My heart rate monitor sometimes claims that my HR is really low, when standing too long. But right before and after being "too low", it's actually too high without ever passing through the normal zone. So my theory is that my pulse is getting too weak for the monitor to pick up each heart beat (I get very narrow pulse pressure sometimes), and is only counting one-half or one-third of my heart beats. And indeed, I'll have just had a heart rate of 120, and it'll start saying 60 or 40 (even though I feel exactly the same as 120), then bounce back to 120.

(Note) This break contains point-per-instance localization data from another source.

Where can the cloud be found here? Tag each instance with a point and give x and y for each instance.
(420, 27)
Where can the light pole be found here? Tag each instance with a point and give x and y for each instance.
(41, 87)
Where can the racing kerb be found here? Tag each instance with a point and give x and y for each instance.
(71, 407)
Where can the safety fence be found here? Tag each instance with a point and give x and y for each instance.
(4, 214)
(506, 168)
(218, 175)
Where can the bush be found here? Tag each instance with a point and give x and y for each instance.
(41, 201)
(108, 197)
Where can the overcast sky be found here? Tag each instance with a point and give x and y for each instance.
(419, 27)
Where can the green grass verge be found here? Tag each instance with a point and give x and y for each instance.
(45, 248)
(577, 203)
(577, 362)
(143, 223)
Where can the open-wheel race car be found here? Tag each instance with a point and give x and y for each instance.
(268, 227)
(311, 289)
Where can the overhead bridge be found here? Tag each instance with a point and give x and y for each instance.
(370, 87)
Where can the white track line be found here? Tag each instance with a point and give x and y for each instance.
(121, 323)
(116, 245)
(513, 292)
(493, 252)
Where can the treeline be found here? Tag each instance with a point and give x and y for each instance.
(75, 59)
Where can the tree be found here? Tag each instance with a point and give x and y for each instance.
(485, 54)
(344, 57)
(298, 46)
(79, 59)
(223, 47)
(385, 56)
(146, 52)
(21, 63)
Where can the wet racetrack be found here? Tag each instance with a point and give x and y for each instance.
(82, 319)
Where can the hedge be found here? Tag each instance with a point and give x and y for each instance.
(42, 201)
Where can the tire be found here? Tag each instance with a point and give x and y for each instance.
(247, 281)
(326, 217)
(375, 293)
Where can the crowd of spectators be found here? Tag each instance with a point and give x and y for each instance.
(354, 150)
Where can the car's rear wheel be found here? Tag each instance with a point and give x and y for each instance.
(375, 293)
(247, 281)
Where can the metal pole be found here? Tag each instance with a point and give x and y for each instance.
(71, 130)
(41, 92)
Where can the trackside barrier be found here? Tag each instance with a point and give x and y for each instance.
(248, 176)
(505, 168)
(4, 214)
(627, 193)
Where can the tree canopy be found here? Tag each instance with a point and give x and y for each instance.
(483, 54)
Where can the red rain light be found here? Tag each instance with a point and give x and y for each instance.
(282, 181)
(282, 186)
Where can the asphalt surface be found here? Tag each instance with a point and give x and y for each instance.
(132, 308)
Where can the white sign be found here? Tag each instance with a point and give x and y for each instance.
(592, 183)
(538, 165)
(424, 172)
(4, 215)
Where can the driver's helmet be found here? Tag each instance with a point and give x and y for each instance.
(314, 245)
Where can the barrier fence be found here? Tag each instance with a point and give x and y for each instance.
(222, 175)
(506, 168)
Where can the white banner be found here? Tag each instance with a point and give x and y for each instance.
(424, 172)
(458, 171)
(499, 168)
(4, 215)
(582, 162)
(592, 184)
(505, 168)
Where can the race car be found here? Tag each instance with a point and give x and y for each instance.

If I stick on my pulse oximeter while this is happening, it also shows the 120 but has never shown the 40 or 60 readings.
 

CantThink

Senior Member
Messages
800
Location
England, UK
@Valentijn do you manually check? I can tell when mine goes too low as I feel a certain feeling, and when I check with my fingers sure enough my heart is beating very slowly. I do have AI thyroid disease though so I wonder if that affects it. I get it lying/half-sitting too. It's just annoying standing up as it makes me feel weak.
 

Valentijn

Senior Member
Messages
15,786
@Valentijn do you manually check? I can tell when mine goes too low as I feel a certain feeling, and when I check with my fingers sure enough my heart is beating very slowly. I do have AI thyroid disease though so I wonder if that affects it. I get it lying/half-sitting too. It's just annoying standing up as it makes me feel weak.
No, I haven't manually checked mine. I guess we have different things going on with our OI :p
 

Little Bluestem

All Good Things Must Come to an End
Messages
4,930
My heart rate monitor sometimes claims that my HR is really low, when standing too long. But right before and after being "too low", it's actually too high without ever passing through the normal zone. So my theory is that my pulse is getting too weak for the monitor to pick up each heart beat (I get very narrow pulse pressure sometimes), and is only counting one-half or one-third of my heart beats. And indeed, I'll have just had a heart rate of 120, and it'll start saying 60 or 40 (even though I feel exactly the same as 120), then bounce back to 120.

If I stick on my pulse oximeter while this is happening, it also shows the 120 but has never shown the 40 or 60 readings.
I get the same type of sudden drop and then rebound in my heart rate with my pulse oximeter.
 

Little Bluestem

All Good Things Must Come to an End
Messages
4,930
And now back to our current topic - food.

For those who can handle gluten and lactose, cooked cereal is quick to make in the microwave and inexpensive. I like to add fruit, fresh, frozen, or dried, to it.